I know I said the only thing I'd ever replace my beat-up Nokia 6108 with is another 6108, but unfortunately I have failed to find anyone in the whole of Metro Manila who's still selling it. In the first place it's a Hong Kong-exclusive model, not to mention it's already several years old, so it's really mission impossible. Even in Hong Kong, in all the cell phone shops I've inquired with, I received nothing but blank looks and the occasional derisive laugh ("Oh, old model!"). My dad did manage to source a 3108 from a friend of his who bought one but never used it, and since it's pretty much the same thing as a 6108 (except it doesn't have an English-Chinese, Chinese-English dictionary), I decided it would have to do for now, seeing as how my 6108's keypad is completely unresponsive already.

But then last week, I was having coffee with my former co-teachers Kat and Margaux, and like all my friends they were ribbing me about my low-tech phones and how they don't reflect my lifestyle (that of a jet-setting C.O.O.). I don't know if it was because I hadn't seen Margaux in a long while, but her exasperated amusement over how I still haven't upgraded to a better cell phone was the final nudge I needed to realize what all my friends have been telling me all along: I really do need a phone that's more versatile and projects a more presentable image (when I was still using my 6108, cracked casing and all, my mom always implored me not to bring it out in front of suppliers or clients, lest they think business was so bad that I couldn't afford a decent phone).
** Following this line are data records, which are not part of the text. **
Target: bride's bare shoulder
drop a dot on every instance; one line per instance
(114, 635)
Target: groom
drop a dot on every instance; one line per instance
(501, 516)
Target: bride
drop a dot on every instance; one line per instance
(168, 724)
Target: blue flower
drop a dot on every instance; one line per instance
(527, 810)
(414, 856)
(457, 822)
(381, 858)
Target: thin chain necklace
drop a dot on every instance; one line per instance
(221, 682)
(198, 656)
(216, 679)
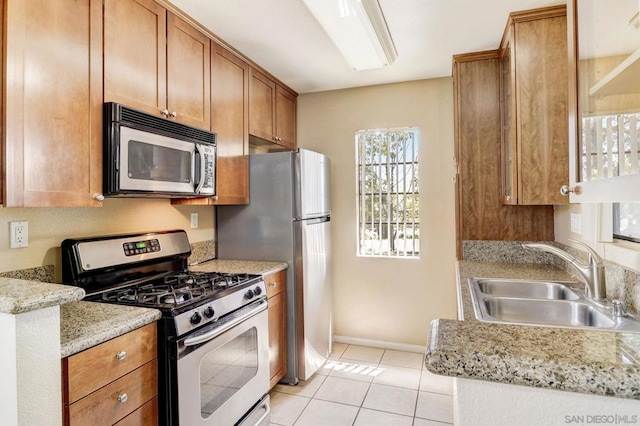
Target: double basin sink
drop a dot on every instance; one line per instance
(544, 303)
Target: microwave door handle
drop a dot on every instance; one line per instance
(199, 160)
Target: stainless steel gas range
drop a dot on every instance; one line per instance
(213, 349)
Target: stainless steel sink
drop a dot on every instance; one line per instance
(528, 289)
(547, 312)
(544, 303)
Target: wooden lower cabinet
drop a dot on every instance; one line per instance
(115, 382)
(145, 415)
(277, 306)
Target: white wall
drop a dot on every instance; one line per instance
(389, 300)
(48, 227)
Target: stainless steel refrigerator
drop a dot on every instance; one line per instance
(288, 219)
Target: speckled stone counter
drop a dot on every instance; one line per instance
(17, 295)
(86, 324)
(593, 362)
(240, 266)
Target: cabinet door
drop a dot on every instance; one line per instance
(481, 214)
(508, 122)
(285, 118)
(262, 94)
(135, 58)
(541, 85)
(277, 336)
(230, 118)
(188, 73)
(53, 101)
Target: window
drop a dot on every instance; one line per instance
(388, 193)
(610, 145)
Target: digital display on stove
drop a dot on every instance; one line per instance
(141, 247)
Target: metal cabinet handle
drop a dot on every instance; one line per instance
(566, 190)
In that same conversation with Kat and Margaux, we got to talking about so-called smartphones (cell phones that double as PDAs), and Margaux gave me a rundown of the most popular brands and models. When Blackberries were mentioned and compared with other QWERTY keypad phones, it suddenly occurred to me that I never seriously entertained the idea of owning a QWERTY phone, which actually might be a good fit for someone like me who texts in full (and who's never been comfortable using a touchscreen-- I've all but abandoned my Palm Tungsten T5 and I returned the LG Viewty my parents got me for my last birthday). So over the weekend I did some research and came across the Nokia E71, which is amazingly compact for a QWERTY phone, and has all the features a busy working woman could need on the go, including WiFi and advanced email capabilities. The more online reviews I read on the E71, the more psyched I got at the prospect of owning a respectable and kickass phone for once in my life. Yes, I'm going to miss my 6108 but I think it's time to let go and move on, especially as I mature *ahem* and move up in the world.

* * *

Before my brother left for Beijing, we bought an MSI Wind, one of those "netbooks" or mini-laptops that are becoming increasingly popular nowadays. Bens brought it with him, the plan being to let him use it while he's abroad, then pass it on for communal use in our office. However, I have a feeling Bens is now so attached to the Wind that he probably won't give it up when he returns. I am now very tempted to buy a netbook of my own, not only to serve the original purpose of having a laptop handy at the office for presentations, but also to have a portable laptop for my frequent trips abroad. True, my dad's Vaio would do, but I'm loath to subject such an expensive piece of hardware to all that grunt work. Besides, the Lenovo IdeaPad S10 is so cute! I'm hankering for a blue one, but the Philippine Lenovo site doesn't feature that color yet. I'm also hoping they release a 6-cell battery for this model, so I might hold out until 2009 to get it (in blue!).

* * *

Yeah, yeah, I know Christmas isn't supposed to be a commercial holiday and we shouldn't lose sight of the true reason for the season, but come on, can't a girl push her luck with Santa (or spend her Christmas bonus on a luxury item or two)?